Today is a second chance, so take it

As teens, sometimes we forget that we aren’t invincible.

We believe that no matter what the risk, we will be OK. When the opposite happens, however, it brings a double dose of reality to all of us.

At Christmastime last year, my mind was filled with all the presents I was going to get and the excitement of seeing my long-distance relatives. I was busy making plans with my best friend, Alicia, to go spend whatever money I was going to receive, and calling my crush, Derek, to figure out our plans for winter formal.

I wasn’t worried that anything could happen to any of my other friends. I never thought that I wouldn’t see any of them again.

On Dec. 26, we went to my grandma’s house to eat. I came home and checked the answering machine, hoping that Derek or Alicia had called. Instead, there was a message for my dad from my uncle, who taught at my school. My uncle wanted my dad to call him as soon as he got home.

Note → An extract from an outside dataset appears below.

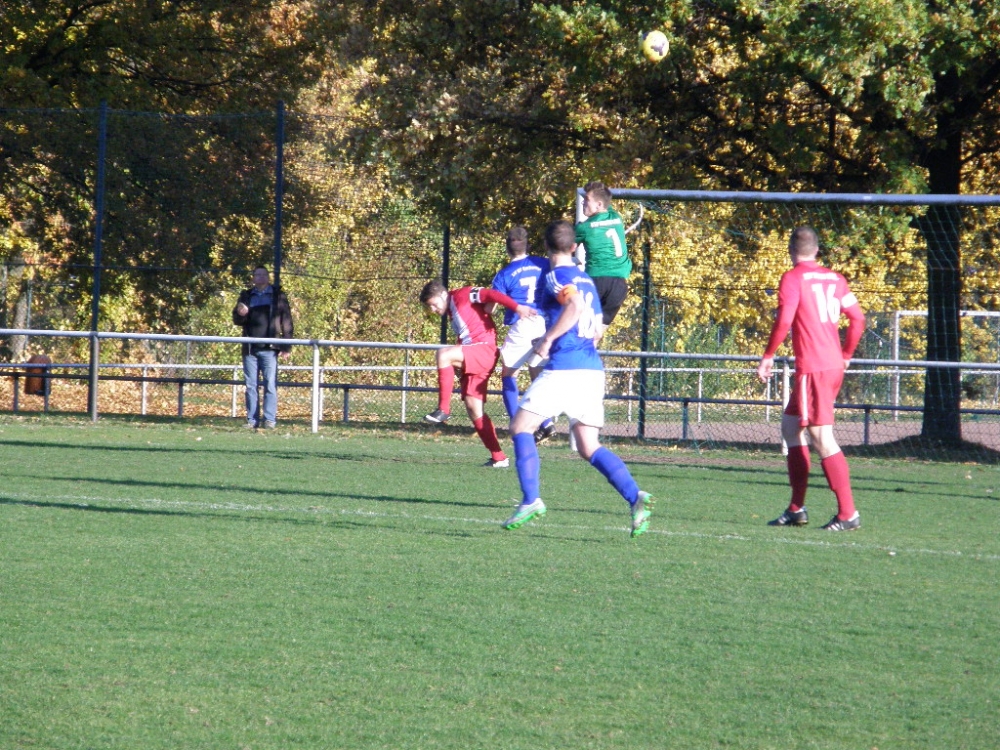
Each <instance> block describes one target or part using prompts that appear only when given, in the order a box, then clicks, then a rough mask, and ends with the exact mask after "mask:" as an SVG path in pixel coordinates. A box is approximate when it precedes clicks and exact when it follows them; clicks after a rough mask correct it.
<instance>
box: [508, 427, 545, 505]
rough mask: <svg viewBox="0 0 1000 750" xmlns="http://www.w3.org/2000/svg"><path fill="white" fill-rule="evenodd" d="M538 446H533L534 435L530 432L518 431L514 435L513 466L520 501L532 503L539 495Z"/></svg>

Like an obedient daughter, I went to give my dad the message. My dad said he had already talked to my uncle and that he had something to tell me. By the look in his eyes, I knew it couldn’t be good. He said that Heather had been in a car accident the night before and she had died that morning.

I started shaking and crying and losing control. Heather, my track buddy, was dead? That wasn’t supposed to happen to her. That wasn’t supposed to happen to me. She was only 15. I am only 16. I have already gone through one friend’s death. It’s not fair for me to go through another one!

Over the next couple of days, I grieved over what I couldn’t change. I had been a snob, saying not very nice things about Heather — the girl who was always there for me, who always smiled and who always gave 110 percent to whatever she did.

I grieved over the fact that I never had a chance to apologize. I grieved over the fact that I would never get to be at another track practice or track meet with her. I grieved over the fact that she was gone.

I couldn’t take back anything I had said or done, but I did make the decision never to let that happen again. I know I can’t predict the future or stop other tragedies from happening. I can, however, learn from that experience.

I will never put someone down or talk behind his or her back because it is “convenient.” I will never take any relationship for granted.

I will greet everyone with a smile. I will tell my friends and loved ones what they mean to me when I have the chance. Most important, though, I will take what Heather taught me and apply it to my life: “Never give up.”

No one knows what will happen tomorrow, next week, next month or next year. We should plan for the future, but live as though we might die today.

Please, as the school year winds down, don’t take anything or anyone for granted. Don’t let pride or stubbornness stand in the way of making things right with everyone. Learn from the lessons that others have learned the hard way.